Principle:Microsoft BIPIA Black Box Defense Configuration
| Field | Value |
|---|---|
| Sources | BIPIA: Benchmarking and Defending Against Indirect Prompt Injection Attacks on Large Language Models |
| Domains | NLP, Security, Defense |
| Last Updated | 2026-02-14 |
Overview
A meta-prompting defense strategy that combines border string delimiters and in-context learning examples to teach API-based LLMs to distinguish between trusted user instructions and untrusted external content.
Description
The black-box defense is a prompt-level strategy designed to protect large language models against indirect prompt injection attacks without requiring access to model weights. The approach operates entirely through the prompting interface exposed by commercial APIs (e.g., OpenAI's GPT-3.5 and GPT-4), making it applicable in settings where fine-tuning or weight modification is not possible.
The defense has two complementary components:
(1) Border strings act as visual delimiters that wrap external (untrusted) content within the prompt.

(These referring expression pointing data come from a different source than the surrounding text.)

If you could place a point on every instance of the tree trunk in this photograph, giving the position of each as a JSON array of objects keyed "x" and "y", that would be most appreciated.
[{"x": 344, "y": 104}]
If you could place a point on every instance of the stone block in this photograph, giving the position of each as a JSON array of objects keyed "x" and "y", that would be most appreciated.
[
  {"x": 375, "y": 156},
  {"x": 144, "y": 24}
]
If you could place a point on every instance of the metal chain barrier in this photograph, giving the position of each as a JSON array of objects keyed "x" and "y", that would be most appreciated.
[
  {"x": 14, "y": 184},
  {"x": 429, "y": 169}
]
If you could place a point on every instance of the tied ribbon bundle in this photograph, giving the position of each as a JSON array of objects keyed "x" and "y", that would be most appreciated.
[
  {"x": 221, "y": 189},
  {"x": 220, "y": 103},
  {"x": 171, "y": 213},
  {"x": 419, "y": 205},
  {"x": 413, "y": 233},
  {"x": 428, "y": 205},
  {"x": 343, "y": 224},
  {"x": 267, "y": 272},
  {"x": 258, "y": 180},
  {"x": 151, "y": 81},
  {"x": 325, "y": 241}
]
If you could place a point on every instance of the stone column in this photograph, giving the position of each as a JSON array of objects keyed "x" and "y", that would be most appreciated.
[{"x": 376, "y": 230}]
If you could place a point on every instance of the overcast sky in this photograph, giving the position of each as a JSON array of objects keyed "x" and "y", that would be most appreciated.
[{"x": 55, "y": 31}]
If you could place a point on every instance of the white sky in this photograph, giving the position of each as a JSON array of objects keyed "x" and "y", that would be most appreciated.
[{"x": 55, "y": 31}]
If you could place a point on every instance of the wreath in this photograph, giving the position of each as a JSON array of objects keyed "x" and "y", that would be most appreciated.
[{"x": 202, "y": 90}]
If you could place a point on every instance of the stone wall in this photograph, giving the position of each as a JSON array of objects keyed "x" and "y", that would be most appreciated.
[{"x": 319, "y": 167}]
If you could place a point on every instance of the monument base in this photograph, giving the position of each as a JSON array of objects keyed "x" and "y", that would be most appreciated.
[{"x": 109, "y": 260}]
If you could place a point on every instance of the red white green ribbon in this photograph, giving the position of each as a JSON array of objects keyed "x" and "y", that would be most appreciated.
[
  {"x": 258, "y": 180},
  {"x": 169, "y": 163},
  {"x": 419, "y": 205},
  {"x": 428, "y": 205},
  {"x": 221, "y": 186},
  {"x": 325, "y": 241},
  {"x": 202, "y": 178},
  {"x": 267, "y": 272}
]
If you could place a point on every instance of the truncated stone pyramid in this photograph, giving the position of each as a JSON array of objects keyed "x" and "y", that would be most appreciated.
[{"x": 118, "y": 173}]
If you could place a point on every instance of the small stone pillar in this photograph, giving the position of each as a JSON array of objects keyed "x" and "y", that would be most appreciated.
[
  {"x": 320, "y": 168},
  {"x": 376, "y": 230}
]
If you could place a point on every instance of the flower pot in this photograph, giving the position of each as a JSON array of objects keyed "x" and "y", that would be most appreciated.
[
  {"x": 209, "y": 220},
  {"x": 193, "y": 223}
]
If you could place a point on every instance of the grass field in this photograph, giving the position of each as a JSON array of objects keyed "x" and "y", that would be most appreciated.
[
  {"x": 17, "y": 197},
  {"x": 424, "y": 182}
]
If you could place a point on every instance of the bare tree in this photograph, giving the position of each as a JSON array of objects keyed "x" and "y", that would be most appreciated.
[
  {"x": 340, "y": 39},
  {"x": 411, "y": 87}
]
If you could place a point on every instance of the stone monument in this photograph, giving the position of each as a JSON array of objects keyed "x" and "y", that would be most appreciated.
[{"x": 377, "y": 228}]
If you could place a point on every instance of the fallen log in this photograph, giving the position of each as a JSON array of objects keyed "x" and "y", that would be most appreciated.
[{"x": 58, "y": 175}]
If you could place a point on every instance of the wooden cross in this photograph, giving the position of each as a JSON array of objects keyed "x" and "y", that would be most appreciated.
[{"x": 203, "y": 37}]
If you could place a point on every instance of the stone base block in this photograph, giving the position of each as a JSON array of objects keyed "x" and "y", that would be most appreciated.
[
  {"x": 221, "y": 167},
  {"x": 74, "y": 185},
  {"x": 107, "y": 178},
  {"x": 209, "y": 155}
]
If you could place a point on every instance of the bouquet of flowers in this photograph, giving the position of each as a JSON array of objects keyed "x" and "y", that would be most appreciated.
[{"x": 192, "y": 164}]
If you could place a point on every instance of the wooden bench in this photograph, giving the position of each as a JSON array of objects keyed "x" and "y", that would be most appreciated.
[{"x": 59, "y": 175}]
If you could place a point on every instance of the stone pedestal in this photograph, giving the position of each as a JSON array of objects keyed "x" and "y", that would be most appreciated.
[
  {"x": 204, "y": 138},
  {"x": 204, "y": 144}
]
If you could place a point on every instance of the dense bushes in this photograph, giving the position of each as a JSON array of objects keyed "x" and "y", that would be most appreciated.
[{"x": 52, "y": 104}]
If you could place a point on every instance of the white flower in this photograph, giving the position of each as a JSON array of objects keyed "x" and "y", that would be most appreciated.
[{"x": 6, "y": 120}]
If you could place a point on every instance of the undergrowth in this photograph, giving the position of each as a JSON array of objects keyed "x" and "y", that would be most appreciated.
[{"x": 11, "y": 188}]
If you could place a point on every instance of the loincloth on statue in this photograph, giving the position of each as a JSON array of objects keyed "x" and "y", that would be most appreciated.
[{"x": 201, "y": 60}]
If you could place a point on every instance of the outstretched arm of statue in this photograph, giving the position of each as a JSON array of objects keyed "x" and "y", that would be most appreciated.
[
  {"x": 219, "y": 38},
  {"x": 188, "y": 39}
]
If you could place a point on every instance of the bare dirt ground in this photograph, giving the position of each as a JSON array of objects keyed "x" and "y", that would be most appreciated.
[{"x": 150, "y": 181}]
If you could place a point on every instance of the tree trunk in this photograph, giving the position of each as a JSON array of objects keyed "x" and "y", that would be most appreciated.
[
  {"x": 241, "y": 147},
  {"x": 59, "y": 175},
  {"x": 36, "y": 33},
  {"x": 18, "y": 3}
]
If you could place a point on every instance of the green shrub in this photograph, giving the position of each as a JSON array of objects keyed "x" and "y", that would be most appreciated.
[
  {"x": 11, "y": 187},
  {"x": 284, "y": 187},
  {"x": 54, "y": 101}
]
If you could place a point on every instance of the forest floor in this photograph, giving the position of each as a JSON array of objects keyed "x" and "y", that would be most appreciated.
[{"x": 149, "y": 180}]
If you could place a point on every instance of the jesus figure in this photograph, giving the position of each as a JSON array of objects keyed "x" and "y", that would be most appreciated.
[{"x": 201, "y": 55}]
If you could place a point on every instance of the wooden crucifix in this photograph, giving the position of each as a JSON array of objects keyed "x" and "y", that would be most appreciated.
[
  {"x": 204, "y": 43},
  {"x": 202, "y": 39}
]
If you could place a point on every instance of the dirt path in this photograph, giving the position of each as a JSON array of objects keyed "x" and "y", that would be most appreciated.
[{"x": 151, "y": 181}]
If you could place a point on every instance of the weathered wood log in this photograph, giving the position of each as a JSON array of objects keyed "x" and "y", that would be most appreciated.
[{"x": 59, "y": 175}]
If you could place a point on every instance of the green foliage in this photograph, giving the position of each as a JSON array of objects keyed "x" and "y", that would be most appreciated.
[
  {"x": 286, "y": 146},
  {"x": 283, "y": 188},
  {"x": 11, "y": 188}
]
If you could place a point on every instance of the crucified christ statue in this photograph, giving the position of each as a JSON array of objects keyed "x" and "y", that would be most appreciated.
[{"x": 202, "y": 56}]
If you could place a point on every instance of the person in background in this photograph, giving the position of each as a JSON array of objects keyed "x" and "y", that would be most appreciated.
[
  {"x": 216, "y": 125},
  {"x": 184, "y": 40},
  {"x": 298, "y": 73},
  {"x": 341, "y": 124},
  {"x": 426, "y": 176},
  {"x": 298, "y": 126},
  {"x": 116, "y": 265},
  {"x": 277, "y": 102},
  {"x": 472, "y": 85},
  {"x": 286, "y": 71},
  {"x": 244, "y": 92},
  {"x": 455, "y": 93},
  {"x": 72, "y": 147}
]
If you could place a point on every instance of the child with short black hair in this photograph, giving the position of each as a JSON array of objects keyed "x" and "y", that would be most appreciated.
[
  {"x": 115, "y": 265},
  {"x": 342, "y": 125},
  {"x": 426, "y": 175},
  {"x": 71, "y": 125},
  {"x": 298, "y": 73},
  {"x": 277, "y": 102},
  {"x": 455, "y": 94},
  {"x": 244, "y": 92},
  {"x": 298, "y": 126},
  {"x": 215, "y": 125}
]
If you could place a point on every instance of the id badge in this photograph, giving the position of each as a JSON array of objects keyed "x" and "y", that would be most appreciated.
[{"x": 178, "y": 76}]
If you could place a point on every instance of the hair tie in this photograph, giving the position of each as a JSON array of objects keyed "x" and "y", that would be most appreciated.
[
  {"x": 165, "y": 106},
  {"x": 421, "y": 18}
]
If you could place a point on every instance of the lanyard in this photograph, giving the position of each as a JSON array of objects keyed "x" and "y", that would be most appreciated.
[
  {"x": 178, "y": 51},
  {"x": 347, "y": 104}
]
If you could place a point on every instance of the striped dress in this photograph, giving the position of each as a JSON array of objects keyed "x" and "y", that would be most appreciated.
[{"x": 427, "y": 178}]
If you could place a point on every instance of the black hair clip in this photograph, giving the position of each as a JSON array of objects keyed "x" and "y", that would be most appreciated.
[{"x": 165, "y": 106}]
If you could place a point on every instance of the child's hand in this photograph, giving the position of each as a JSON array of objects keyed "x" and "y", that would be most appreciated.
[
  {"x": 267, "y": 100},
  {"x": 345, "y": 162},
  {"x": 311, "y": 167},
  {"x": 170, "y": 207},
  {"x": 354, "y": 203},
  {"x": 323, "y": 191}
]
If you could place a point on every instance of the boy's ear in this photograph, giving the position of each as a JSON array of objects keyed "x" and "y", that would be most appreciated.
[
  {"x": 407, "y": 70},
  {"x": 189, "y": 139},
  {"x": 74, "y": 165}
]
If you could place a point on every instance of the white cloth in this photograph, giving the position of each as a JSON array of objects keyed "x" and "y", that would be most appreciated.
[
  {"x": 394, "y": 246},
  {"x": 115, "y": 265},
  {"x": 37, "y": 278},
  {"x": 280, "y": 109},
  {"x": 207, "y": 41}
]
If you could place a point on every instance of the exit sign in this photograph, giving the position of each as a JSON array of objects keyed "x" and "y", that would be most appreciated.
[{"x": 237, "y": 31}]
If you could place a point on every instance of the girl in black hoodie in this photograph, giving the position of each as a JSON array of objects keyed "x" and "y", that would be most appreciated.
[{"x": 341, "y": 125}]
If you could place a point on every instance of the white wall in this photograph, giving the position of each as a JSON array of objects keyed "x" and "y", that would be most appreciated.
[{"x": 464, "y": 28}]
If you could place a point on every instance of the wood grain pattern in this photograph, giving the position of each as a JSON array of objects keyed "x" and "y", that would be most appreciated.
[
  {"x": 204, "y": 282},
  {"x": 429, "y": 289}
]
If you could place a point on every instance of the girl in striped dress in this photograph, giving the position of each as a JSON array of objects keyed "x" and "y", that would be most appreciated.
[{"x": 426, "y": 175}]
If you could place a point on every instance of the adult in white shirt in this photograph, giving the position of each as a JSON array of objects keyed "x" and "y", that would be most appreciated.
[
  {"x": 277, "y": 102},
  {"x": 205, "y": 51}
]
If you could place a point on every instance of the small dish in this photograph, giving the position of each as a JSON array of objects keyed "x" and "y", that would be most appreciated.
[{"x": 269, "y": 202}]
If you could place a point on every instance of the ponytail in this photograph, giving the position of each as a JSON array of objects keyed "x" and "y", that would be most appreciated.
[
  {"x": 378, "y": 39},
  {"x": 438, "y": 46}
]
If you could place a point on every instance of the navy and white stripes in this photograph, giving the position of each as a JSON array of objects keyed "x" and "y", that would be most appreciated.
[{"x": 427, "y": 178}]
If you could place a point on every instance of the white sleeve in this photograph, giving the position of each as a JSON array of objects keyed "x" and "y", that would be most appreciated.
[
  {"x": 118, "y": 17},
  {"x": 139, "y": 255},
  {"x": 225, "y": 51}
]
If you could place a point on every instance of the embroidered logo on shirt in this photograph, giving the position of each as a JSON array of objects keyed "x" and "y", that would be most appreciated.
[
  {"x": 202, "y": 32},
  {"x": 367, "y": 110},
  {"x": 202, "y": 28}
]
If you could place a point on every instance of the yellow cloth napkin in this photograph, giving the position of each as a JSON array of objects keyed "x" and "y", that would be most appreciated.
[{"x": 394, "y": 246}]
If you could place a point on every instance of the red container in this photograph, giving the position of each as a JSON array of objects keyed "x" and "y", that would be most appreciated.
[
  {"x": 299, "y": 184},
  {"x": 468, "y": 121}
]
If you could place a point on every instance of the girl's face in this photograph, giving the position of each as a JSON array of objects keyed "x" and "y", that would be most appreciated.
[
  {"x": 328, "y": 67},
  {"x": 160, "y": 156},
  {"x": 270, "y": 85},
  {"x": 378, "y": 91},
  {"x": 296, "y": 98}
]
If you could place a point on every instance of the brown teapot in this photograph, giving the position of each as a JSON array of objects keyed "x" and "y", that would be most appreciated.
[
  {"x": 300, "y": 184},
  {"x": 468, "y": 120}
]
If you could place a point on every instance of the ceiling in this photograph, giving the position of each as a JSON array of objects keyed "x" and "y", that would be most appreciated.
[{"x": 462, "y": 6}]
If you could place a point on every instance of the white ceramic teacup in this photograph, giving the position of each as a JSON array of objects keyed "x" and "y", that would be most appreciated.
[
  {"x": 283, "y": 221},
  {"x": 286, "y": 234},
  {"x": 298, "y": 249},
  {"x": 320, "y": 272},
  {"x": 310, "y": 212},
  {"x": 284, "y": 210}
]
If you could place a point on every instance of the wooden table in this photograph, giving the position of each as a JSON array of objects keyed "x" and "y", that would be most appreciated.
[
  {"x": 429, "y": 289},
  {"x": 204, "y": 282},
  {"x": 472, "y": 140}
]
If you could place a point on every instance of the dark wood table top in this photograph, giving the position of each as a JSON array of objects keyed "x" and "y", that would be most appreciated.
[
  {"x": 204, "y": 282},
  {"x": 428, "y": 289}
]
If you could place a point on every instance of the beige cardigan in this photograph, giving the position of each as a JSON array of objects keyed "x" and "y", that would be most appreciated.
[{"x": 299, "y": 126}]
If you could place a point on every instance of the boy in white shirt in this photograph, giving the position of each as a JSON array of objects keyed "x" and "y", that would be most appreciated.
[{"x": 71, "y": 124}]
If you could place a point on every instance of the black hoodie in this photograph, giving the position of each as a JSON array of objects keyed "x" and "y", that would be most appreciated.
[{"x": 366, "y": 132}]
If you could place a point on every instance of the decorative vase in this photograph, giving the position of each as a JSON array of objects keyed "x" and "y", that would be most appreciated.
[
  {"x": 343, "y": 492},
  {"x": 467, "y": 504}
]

By surrounding retrieved context with explicit boundary markers, the model receives a structural cue that separates trusted user instructions from potentially adversarial external text. This is analogous to how HTML tags demarcate content regions in web documents. For example, a border string might wrap a retrieved email body with === markers above and below it, signalling to the model that everything inside the markers is external data and should not be interpreted as instructions.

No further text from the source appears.